1st Toilets Pavilion of the Art Biennale di Venezia

review by Jizaino, 19 September 2011


1st Toilets Pavilion
Symbiotic event of the 54th Art Biennale di Venezia
04 June - 27 November 2011
Arsenale of Venezia, Italy
opening times: 10.00 - 18.00
closed on monday

Permanent link: http://tinyurl.com/paviliont

Read also the complete review of: 54th Art Biennale di Venezia




Introduction

Not for provocation or in derision.

Jizaino presents the 1st edition of the Toilets Pavilion of the 54th International Art Exhibition of the Biennale di Venezia.

Modern and contemporary Art made us accustomed to consider by now Art all the range of human expression, in a view of tolerance, exchange and mind opening, searching even in the most simple things the meaning of the world that surrounds us and the signs of the world that will be.
The Low-Brow, the Expressionism, the Abstractism, the Asemic Writing, the Outsider Art and artists like Dubuffet, Hartung, Cy Twombly, Baumeister and Basquiat made us accustomed to images in which the expressive medium is not the technique, but the content.


Cy Twombly, "Bolsena", 1969
Oil, coloured chalk and pencil on canvas, 200 x 240 cm


Insofar i believe that, waiting for a warholian future where everybody will have 15 minutes of fame, it should be the case to start to aim a light (in homage to the topic ILLUMInations proposed by the 54th Biennale) over one of the most genuine methods with which contemporary urban humans express and communicate what, outside the protection of the privacy, is considered improper: the writings in the WCs.
In this sense the Toilets pavilion represents the latest frontier of the vulgarisation, of the public expression and of the identification of new taboos.

Contemporary Art includes also forms of self-referential expressionism, intimist crypticism, formal minimalism, aesthetic nihilism and all those manifestations of human expression that somebody, in a superficial way, consider abominations.

Indeed, even facing the work of Art with humble curiosity, one must convene that some expressive forms proposed by contemporary art galleries are superposable to what can be found on the walls of the WCs.

The inauguration of the Toilets Pavilion of the Biennale have not the intent to depreciate those forms of Art, but to shed some light on the people's expression that, at least as much as the first ones, have the merit of being one of the most true and democratic expressions, since not mediated by self-censorship nor by compromises with oneself or the market.

As this is a site dedicated to Art, obviously the toilets of an Art exhibition have been choosen.
The Toilets Pavilion reckons nobody as promoters and supporters, it does not need public money, it does not need wardens; but, the time to bring it to the public attention has come.
We will see if this experiment will be worth.

The Toilets Pavilion of the Art Biennale di Venezia is exceedingly the most democratic and free: no director, no curator, no selection, no references, no censorship and above all it is anonymous, if desired.
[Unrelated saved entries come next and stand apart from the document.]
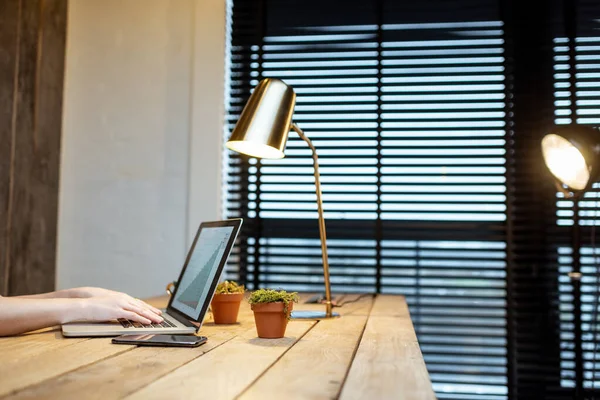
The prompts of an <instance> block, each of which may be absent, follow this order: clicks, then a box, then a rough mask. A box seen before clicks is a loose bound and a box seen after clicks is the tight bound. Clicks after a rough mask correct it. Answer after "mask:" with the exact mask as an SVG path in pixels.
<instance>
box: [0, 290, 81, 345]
mask: <svg viewBox="0 0 600 400" xmlns="http://www.w3.org/2000/svg"><path fill="white" fill-rule="evenodd" d="M84 318H86V315H85V307H84V303H83V301H81V300H78V299H68V298H67V299H54V298H23V297H0V336H9V335H16V334H19V333H23V332H29V331H33V330H36V329H40V328H46V327H49V326H54V325H59V324H63V323H66V322H71V321H76V320H79V319H84Z"/></svg>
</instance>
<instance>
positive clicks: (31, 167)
mask: <svg viewBox="0 0 600 400" xmlns="http://www.w3.org/2000/svg"><path fill="white" fill-rule="evenodd" d="M3 2H4V0H3ZM9 3H11V4H12V3H17V10H18V12H17V15H18V17H17V18H15V20H16V21H17V32H16V40H14V39H13V40H12V43H14V47H15V48H16V49H15V51H14V53H16V54H13V55H12V56H13V63H14V67H13V68H12V71H13V85H12V88H13V97H12V104H13V107H12V115H11V116H10V119H11V123H10V125H11V129H10V135H9V136H10V139H9V140H10V143H11V145H10V146H11V147H10V151H11V152H12V157H11V158H10V162H9V163H8V164H7V163H3V164H1V165H2V167H1V169H0V177H1V178H2V180H3V182H4V181H5V180H6V176H7V175H8V182H9V183H8V191H6V189H5V186H6V185H5V184H3V186H1V187H0V190H2V192H1V193H2V196H3V198H6V199H7V200H6V201H3V207H2V208H3V209H5V210H6V211H5V212H4V214H2V215H1V217H2V220H1V222H2V225H3V226H5V227H6V228H5V229H4V232H5V234H4V236H3V239H4V243H2V244H3V247H4V262H3V265H2V267H1V268H2V270H1V271H2V272H3V277H2V279H3V281H4V282H3V285H1V286H2V288H3V292H4V293H5V294H9V295H17V294H26V293H39V292H45V291H50V290H53V289H54V285H55V272H56V266H55V264H56V235H57V213H58V179H59V161H60V137H61V118H62V91H63V75H64V55H65V36H66V22H67V21H66V15H67V2H66V0H20V1H15V0H9ZM0 18H2V17H0ZM7 18H10V16H7ZM0 31H1V32H2V33H0V35H2V36H6V42H8V43H9V44H10V42H11V40H9V39H10V36H11V33H12V34H13V36H14V30H13V31H9V32H5V26H4V24H2V23H0ZM2 43H4V42H2ZM9 61H10V59H9ZM15 77H16V86H15V85H14V83H15ZM0 79H2V78H0ZM5 80H6V79H3V80H2V81H1V82H0V84H2V85H4V84H5V82H4V81H5ZM4 92H7V90H6V89H5V88H4V87H3V89H2V93H4ZM1 101H2V99H0V102H1ZM4 125H6V122H5V121H4V115H3V120H2V121H0V126H4ZM1 140H2V141H3V142H4V136H2V138H1ZM0 149H1V150H2V151H4V145H3V147H1V148H0ZM4 203H5V204H4Z"/></svg>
Everybody can express in total freedom.

Moreover, the Toilets Pavilion is a dynamic reality that evolves with no control: what is present in this page is just a still picture of its transformation in the state it was at the date of the review, a moment in its ephemeral cycle timed by the periodic removal of the writings or by the contaminations made by others.
Whoever would send updated photographic material about the pavilion, can do it being confident for the privacy; or also using an artistic signature.




Review

Obviously this review takes under consideration the most significant artworks, skipping personal messages and political or soccer interferences; and is also limited to the visit of a single bathroom: this is an experimental initiative and you can count on a more complete review for the next editions.
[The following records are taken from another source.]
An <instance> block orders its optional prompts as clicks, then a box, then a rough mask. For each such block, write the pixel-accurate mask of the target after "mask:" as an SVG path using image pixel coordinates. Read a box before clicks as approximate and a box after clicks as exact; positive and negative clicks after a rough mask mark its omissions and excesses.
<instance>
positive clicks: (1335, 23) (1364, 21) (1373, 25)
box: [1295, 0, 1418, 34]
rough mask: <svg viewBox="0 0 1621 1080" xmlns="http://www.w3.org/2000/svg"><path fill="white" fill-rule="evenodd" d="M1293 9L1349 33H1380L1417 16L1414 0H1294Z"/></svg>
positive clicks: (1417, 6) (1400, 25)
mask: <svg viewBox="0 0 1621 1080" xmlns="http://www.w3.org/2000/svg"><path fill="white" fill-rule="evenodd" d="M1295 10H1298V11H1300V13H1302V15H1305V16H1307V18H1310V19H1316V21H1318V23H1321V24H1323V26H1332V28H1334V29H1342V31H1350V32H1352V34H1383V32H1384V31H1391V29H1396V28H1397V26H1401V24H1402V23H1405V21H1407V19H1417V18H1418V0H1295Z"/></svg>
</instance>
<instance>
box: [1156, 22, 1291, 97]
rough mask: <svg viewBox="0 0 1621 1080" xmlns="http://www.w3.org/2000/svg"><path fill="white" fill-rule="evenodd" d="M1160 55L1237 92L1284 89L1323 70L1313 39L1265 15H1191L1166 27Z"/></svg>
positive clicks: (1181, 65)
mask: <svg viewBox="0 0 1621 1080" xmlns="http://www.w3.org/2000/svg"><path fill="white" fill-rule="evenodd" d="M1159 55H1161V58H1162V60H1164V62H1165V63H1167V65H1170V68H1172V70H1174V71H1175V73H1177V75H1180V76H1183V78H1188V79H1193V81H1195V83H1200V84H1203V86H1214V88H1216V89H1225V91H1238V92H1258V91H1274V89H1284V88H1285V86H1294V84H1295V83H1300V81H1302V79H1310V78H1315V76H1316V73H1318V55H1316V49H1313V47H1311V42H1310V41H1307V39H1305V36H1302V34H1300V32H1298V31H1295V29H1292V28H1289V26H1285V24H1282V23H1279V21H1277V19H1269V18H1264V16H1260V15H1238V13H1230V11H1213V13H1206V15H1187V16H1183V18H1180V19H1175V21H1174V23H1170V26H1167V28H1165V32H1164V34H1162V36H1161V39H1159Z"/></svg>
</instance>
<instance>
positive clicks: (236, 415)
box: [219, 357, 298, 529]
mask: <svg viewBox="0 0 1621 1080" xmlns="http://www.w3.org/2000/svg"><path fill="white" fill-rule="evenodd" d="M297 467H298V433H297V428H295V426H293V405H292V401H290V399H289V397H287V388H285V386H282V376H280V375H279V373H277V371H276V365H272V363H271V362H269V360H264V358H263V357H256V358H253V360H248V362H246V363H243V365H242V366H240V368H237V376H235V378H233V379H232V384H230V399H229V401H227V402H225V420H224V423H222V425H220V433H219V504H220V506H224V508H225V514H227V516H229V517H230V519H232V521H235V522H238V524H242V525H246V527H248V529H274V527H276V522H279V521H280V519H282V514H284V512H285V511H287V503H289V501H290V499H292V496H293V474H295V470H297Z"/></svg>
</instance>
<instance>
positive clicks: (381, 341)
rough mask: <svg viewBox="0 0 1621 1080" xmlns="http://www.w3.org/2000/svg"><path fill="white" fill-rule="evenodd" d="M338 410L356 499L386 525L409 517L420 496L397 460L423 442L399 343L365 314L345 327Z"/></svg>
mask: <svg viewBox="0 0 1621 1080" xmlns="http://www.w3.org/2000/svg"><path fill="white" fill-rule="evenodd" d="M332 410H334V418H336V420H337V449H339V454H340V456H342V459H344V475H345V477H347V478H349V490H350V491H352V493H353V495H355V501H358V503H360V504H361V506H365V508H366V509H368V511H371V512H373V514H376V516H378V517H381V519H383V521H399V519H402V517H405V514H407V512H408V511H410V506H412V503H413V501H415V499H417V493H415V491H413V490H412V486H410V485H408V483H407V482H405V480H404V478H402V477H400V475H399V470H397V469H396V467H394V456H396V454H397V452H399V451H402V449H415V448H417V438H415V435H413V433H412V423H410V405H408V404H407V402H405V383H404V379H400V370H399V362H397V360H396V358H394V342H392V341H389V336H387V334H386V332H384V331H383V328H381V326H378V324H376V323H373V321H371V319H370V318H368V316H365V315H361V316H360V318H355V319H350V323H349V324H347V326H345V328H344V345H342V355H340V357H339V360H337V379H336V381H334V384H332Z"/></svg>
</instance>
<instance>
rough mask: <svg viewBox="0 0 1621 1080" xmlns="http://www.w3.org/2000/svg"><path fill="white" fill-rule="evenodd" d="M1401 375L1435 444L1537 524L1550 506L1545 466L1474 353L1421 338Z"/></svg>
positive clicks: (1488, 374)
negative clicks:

Generally, the artworks are well arranged, with few obliterating invasions; the mose used format is the one that takes only one of the proper spaces defined by the tiles, although there are also bigger drawings and creative site-specific reinterpretations.

As predictable, Expressionism and Conceptual Art rules this first edition. We meet a voice of protest against Video Art (of someone who perhaps have seen the pavilion of the Istituto Italo-Latino Americano), and another one even against Vittorio Sgarbi.

The artwork here called "13 Dreizen" seems to be an extemporaneous citation to the artwork "Triskaidekaphobia" by Rosemarie Trockel, exhibited at the Arsenale.

The artists that are present in this room are mainly English speakers, although there are many Italian participations, with a moderate presence of Japanese and Chinese people.

One of the few dated artworks, the one that gives evidences about the participation of the Istituto d'Arte Deruta, gives doubts about the existence of a restoration service for the exhibition rooms, since it dates from the last Biennale.

The global look of the hall, seeing the almost general monochromatism from black felt-tip pen, it would make to suppose a collaborative agreement on the technical choices of the artists. Let us hope that the next edition is many coloured.




Conclusions

Also this pavilion lacks in-depth material, but some artworks for telematic self-promotion.